Poster Presentation 45th Lorne Genome Conference 2024

Unravelling pre-implantation transcriptomic signatures in cancer, friend or foe? (#167)

Tongtong Wang 1 2 , Janith A Seneviratne 1 2 , David L Goode 1 2 , Alicia Oshlack 1 2 , Melanie A Eckersley-Maslin 1 2 3
  1. Peter MacCallum Cancer Centre, Melbourne, Victoria, Australia
  2. Sir Peter MacCallum Department of Oncology, University of Melbourne, Melbourne, Victoria, Australia
  3. Department of Anatomy and Physiology, University of Melbourne, Melbourne, Victoria, Australia

Background: Cellular plasticity, the capacity of cells to transition between states, is pivotal in cancer evolution. This fundamental process is observed not only in cancer but also during development, repair, and maintenance of equilibrium. This study draws inspiration from the exceptional cellular plasticity exhibited during pre-implantation (PIE) embryo development, marking the pinnacle of plasticity during totipotency establishment. In early developmental stages, transcriptional control depends on maternal factors, but at the four-to-eight-cell stage, the zygotic genome starts actively transcribing. To detect genome reactivation akin to preimplantation states, we present PIECanceR, a machine-learning model to identify plasticity reactivation using transcriptomic data.

Aim: To explore the significance of transcriptional signatures associated with early embryonic plasticity in cancer.

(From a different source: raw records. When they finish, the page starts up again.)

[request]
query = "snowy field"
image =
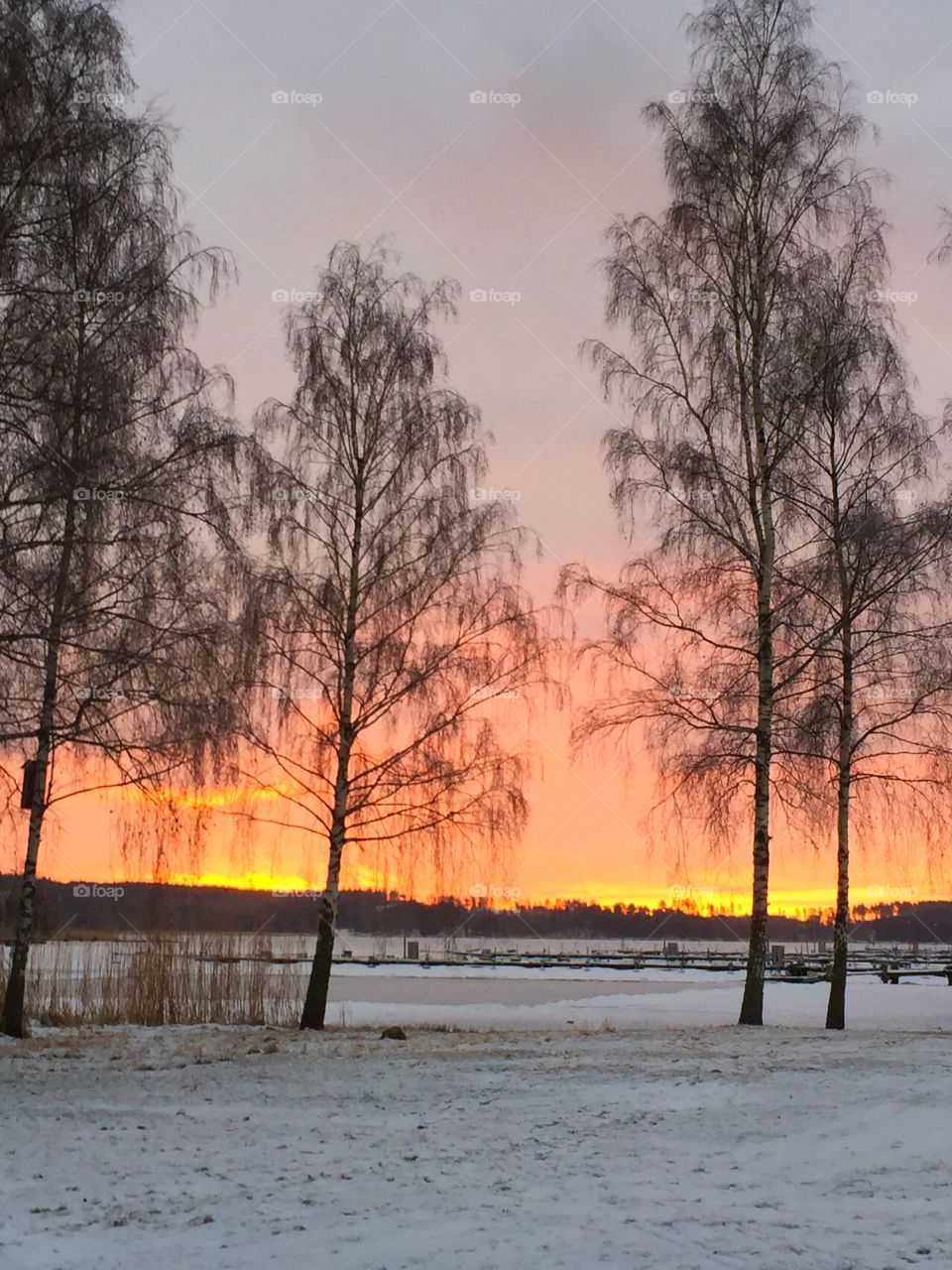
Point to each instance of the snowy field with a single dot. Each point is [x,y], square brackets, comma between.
[621,1130]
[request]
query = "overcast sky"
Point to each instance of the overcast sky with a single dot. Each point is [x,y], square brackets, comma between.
[381,137]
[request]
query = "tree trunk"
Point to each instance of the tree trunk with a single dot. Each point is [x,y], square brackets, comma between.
[752,1010]
[837,1007]
[13,1023]
[316,1001]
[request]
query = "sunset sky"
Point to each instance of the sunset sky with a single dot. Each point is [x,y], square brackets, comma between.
[509,197]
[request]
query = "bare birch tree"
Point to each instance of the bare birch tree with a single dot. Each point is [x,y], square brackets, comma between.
[389,622]
[875,705]
[760,162]
[114,454]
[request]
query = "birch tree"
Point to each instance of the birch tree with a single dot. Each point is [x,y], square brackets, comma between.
[114,457]
[760,158]
[391,625]
[875,706]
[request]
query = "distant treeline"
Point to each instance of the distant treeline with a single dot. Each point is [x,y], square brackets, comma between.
[79,908]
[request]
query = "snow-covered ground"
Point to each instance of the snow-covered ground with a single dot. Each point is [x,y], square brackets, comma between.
[629,1138]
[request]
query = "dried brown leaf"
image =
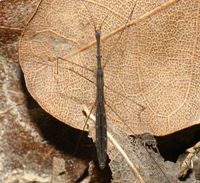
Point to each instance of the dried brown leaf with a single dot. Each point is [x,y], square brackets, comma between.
[154,62]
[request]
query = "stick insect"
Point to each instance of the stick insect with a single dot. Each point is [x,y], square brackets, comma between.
[100,109]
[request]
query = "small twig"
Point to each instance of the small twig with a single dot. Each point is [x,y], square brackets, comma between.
[119,148]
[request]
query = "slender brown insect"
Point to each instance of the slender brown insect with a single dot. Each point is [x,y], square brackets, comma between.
[101,127]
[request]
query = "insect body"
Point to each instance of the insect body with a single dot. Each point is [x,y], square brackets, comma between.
[101,127]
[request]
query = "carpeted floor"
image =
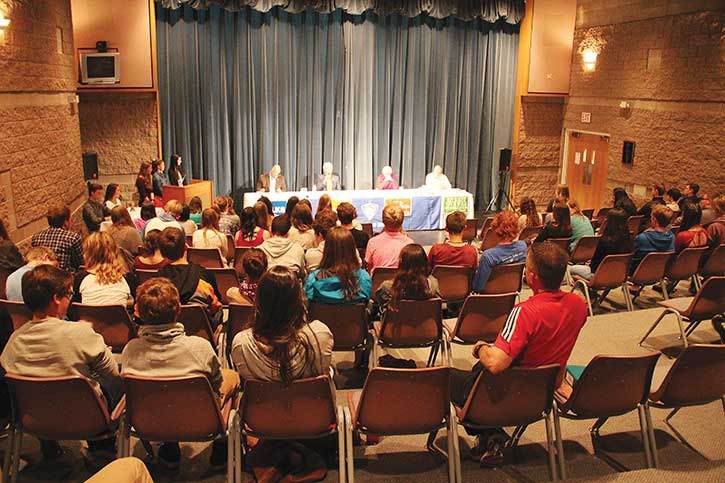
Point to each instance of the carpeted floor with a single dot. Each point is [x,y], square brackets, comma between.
[611,331]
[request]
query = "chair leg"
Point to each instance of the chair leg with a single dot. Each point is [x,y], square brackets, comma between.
[651,431]
[645,435]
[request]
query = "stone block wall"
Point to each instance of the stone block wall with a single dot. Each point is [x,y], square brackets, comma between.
[40,153]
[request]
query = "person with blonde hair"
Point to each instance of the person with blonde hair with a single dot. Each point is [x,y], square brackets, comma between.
[106,279]
[508,250]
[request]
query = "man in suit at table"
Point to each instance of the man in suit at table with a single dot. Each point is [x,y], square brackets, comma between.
[273,181]
[327,181]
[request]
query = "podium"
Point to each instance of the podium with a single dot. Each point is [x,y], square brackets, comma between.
[197,187]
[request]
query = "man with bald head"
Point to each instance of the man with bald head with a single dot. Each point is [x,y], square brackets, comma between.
[327,181]
[273,181]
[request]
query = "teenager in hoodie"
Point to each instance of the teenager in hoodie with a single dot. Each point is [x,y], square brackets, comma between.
[281,251]
[194,283]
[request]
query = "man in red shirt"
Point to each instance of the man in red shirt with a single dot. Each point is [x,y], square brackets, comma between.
[540,331]
[455,251]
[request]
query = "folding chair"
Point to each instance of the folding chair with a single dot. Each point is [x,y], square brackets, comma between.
[505,279]
[403,402]
[611,273]
[303,409]
[19,313]
[113,322]
[206,257]
[517,397]
[612,386]
[481,318]
[454,282]
[416,323]
[694,379]
[707,302]
[58,408]
[178,409]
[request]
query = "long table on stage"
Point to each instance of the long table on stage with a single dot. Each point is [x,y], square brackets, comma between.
[424,209]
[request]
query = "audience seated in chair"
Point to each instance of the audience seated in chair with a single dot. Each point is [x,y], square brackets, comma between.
[383,250]
[48,346]
[282,345]
[66,244]
[163,350]
[194,283]
[509,249]
[253,266]
[657,238]
[615,240]
[106,278]
[35,256]
[280,250]
[539,331]
[455,251]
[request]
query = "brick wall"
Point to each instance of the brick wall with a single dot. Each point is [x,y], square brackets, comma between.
[672,72]
[40,153]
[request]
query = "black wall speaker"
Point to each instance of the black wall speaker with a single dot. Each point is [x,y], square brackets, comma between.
[504,160]
[90,165]
[628,152]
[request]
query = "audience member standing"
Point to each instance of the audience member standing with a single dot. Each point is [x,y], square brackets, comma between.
[384,249]
[66,244]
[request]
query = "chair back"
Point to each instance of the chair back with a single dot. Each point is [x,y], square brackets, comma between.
[58,408]
[695,378]
[347,322]
[715,264]
[144,275]
[416,323]
[196,322]
[206,257]
[113,322]
[584,249]
[454,282]
[225,278]
[173,409]
[515,397]
[685,264]
[612,272]
[505,279]
[302,409]
[19,313]
[469,232]
[404,401]
[382,274]
[651,269]
[612,385]
[482,317]
[709,301]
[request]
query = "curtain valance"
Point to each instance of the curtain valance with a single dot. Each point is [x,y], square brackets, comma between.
[509,11]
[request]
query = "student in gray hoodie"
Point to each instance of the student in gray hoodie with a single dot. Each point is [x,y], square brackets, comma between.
[281,251]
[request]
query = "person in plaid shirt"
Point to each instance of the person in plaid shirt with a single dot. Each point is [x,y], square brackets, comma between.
[66,244]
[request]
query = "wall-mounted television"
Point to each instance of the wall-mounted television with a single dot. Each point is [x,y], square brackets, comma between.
[100,68]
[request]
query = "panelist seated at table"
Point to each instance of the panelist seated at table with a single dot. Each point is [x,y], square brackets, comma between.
[387,180]
[327,181]
[273,181]
[437,179]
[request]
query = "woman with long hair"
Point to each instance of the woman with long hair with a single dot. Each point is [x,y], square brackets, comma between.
[301,231]
[559,227]
[149,256]
[339,278]
[614,241]
[250,234]
[282,345]
[209,235]
[123,231]
[412,280]
[144,185]
[106,279]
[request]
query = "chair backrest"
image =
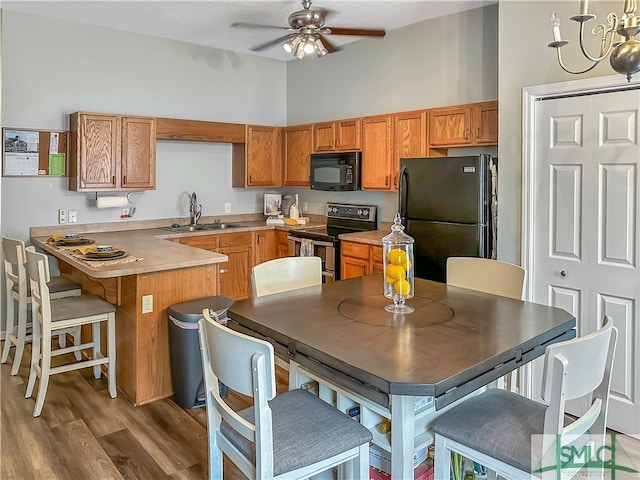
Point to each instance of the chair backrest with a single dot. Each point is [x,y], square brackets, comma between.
[284,274]
[14,259]
[39,276]
[244,364]
[486,275]
[575,368]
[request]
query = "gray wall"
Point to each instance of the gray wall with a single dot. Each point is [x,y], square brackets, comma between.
[52,68]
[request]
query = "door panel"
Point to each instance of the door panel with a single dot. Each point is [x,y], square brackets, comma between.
[585,238]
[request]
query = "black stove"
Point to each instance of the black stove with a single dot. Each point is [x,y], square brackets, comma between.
[342,218]
[324,242]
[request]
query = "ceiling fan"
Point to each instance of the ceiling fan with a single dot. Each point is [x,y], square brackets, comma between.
[307,33]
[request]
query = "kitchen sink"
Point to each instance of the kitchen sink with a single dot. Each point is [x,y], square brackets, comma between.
[202,227]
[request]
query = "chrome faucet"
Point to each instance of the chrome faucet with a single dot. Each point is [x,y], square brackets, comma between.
[195,210]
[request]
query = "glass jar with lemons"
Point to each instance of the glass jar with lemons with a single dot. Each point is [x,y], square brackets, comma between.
[397,250]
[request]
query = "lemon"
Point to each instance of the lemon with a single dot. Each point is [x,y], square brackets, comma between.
[397,256]
[395,271]
[402,287]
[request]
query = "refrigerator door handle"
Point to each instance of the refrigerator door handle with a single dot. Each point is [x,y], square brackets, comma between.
[403,191]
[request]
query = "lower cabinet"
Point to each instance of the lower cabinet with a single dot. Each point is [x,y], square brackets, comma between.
[358,259]
[235,274]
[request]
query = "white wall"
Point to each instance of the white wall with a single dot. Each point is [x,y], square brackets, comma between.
[525,60]
[52,68]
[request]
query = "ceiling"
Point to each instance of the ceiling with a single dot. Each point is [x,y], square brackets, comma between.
[208,22]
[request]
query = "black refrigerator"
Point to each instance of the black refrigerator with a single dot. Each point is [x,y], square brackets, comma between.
[449,206]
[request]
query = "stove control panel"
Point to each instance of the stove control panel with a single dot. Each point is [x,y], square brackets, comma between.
[366,213]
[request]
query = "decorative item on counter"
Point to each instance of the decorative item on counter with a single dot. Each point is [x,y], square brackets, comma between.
[397,249]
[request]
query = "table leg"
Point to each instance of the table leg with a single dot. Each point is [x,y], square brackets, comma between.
[402,433]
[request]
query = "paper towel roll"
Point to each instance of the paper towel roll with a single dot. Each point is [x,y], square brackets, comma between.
[111,202]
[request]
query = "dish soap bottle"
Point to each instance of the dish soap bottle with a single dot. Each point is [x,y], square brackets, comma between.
[294,213]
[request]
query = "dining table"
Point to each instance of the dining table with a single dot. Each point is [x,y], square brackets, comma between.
[455,343]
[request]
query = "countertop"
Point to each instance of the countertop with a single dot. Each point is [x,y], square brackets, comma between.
[151,245]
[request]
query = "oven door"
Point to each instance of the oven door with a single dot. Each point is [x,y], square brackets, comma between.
[325,250]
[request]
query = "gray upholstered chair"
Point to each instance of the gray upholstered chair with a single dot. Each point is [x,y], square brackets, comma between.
[292,435]
[18,294]
[514,436]
[60,315]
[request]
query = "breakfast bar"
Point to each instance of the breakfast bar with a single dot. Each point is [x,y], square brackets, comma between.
[456,341]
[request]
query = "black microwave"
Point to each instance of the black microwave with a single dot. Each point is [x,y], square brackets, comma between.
[339,171]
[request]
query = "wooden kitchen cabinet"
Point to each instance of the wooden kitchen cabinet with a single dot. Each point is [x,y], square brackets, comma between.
[358,259]
[282,243]
[264,246]
[377,153]
[297,148]
[235,274]
[111,152]
[409,140]
[257,162]
[341,135]
[464,125]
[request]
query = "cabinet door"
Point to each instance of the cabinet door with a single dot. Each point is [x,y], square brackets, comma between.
[376,153]
[450,126]
[98,138]
[486,121]
[264,246]
[297,146]
[409,139]
[283,243]
[138,153]
[235,274]
[348,135]
[324,137]
[262,157]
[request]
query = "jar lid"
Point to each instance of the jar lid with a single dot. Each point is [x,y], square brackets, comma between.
[397,234]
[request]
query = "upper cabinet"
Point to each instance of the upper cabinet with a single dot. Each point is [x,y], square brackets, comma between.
[409,139]
[297,148]
[377,153]
[464,125]
[257,162]
[112,152]
[341,135]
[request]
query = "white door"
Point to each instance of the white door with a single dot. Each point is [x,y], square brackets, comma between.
[585,234]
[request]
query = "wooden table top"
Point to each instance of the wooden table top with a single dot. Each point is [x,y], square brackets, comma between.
[455,338]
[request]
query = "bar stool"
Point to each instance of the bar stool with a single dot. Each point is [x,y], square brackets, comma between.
[18,292]
[53,317]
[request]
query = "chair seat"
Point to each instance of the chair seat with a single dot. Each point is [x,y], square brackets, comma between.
[298,440]
[497,423]
[57,285]
[78,307]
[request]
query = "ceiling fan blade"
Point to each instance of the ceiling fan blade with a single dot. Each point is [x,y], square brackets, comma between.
[257,25]
[270,43]
[328,45]
[363,32]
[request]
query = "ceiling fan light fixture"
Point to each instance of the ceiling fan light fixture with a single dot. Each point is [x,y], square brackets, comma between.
[309,44]
[321,50]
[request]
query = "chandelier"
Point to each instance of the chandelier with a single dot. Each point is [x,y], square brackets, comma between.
[304,43]
[624,55]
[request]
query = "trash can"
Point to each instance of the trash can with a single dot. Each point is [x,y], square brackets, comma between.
[184,347]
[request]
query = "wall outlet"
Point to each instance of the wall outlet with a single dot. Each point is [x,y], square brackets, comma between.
[147,303]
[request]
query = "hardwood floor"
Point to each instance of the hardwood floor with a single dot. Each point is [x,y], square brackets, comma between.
[84,434]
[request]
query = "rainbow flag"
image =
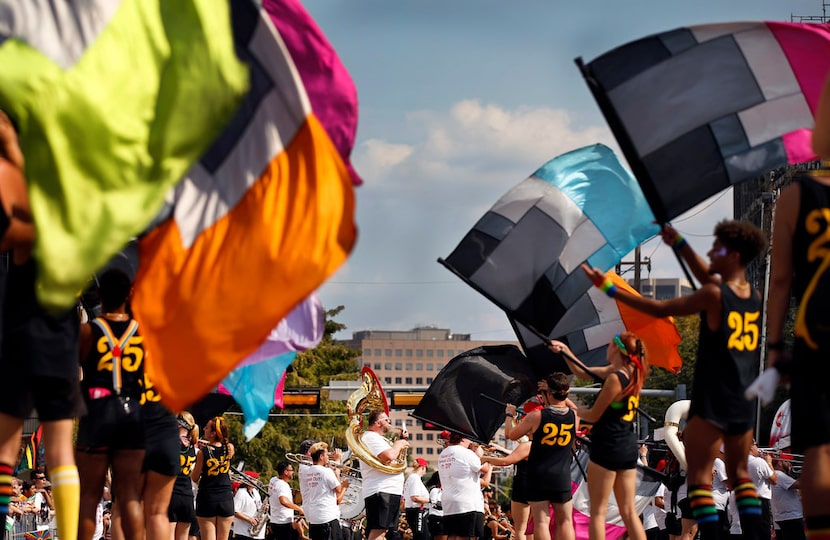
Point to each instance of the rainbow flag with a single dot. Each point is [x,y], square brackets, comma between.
[264,217]
[525,254]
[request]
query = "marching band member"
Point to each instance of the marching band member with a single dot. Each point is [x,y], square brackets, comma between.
[282,504]
[382,491]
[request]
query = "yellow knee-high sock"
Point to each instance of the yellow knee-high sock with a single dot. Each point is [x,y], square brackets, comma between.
[66,493]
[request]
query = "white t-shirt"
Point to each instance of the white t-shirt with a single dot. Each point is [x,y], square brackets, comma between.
[39,501]
[246,502]
[459,470]
[436,507]
[317,485]
[414,486]
[786,504]
[375,480]
[720,491]
[759,473]
[277,488]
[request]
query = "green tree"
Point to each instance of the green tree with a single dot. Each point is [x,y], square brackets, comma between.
[285,430]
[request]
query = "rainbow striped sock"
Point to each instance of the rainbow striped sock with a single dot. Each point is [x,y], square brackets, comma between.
[703,510]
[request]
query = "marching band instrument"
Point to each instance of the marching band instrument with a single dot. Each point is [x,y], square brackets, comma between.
[352,504]
[676,411]
[369,395]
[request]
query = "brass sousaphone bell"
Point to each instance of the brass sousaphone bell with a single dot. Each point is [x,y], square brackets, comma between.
[370,396]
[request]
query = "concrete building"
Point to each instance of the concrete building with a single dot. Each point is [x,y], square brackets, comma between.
[408,361]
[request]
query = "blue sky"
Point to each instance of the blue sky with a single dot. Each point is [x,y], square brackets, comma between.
[459,101]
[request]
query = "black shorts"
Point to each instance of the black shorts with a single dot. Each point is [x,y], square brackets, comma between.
[435,525]
[810,404]
[326,531]
[727,427]
[281,531]
[214,505]
[161,442]
[53,398]
[102,430]
[181,509]
[469,524]
[382,511]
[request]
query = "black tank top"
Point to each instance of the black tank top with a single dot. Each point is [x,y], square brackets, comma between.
[549,462]
[727,360]
[811,279]
[613,431]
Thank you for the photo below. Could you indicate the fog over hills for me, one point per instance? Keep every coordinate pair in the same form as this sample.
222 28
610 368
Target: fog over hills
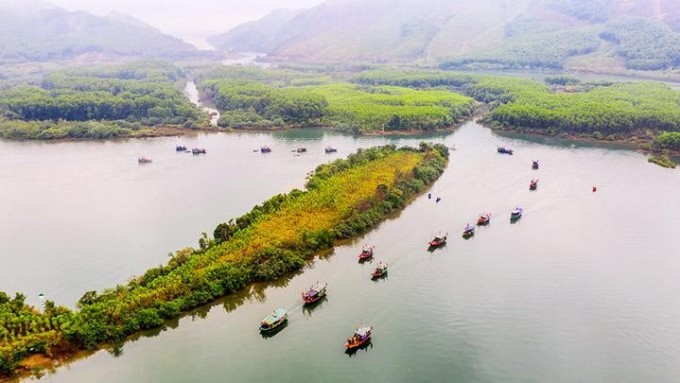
37 31
638 34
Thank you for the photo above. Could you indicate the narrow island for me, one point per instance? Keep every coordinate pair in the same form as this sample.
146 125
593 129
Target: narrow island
343 199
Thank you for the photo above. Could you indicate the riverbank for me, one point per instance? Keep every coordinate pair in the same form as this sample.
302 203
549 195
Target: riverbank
344 199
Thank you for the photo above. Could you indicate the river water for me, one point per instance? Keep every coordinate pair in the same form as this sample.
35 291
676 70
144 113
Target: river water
583 288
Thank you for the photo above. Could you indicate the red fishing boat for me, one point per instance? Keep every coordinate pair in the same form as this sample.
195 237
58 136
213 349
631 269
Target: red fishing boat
533 184
361 337
469 231
314 293
366 253
379 271
438 240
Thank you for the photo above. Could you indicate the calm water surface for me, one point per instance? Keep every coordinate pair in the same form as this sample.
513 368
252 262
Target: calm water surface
583 288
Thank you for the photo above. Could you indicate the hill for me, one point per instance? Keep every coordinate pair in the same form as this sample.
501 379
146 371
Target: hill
471 34
38 31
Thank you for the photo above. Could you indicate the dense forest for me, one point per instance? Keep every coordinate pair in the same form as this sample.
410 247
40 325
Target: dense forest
255 98
601 110
99 102
344 198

Methods: A single-cell RNA sequencing atlas of early human embryos was assembled from pre-existing datasets. We selected genes with the highest variability in pan-cancer datasets and delineated their expression pattern during early embryonic stages as training features. A k-Top Scoring Pairs (kTSP) model was trained to classify cellular states along the developmental trajectory. Multiple datasets, including Genomic Data Commons (GDC), Genotype-Tissue Expression (GTEx), and the Cancer Cell Line Encyclopedia (CCLE), were then classified using PIECanceR to identify relevant patient samples, tissues, and cell lines enriched for PIE plasticity.

Results: We have built a machine-learning model, PIECanceR, that successfully classifies early embryonic stages. When applied to cancer samples, PIECanceR predicted elevated plasticity in a subset of patients, with significant differences in overall survival benefits.

Conclusions: PIECanceR translates developmental plasticity into cancer plasticity. This tool enables the discovery of reactivation of preimplantation plasticity from transcriptomic data in oncogenic settings. Investigation into the mechanisms and significance of ZGA in the context of cancer cells is ongoing.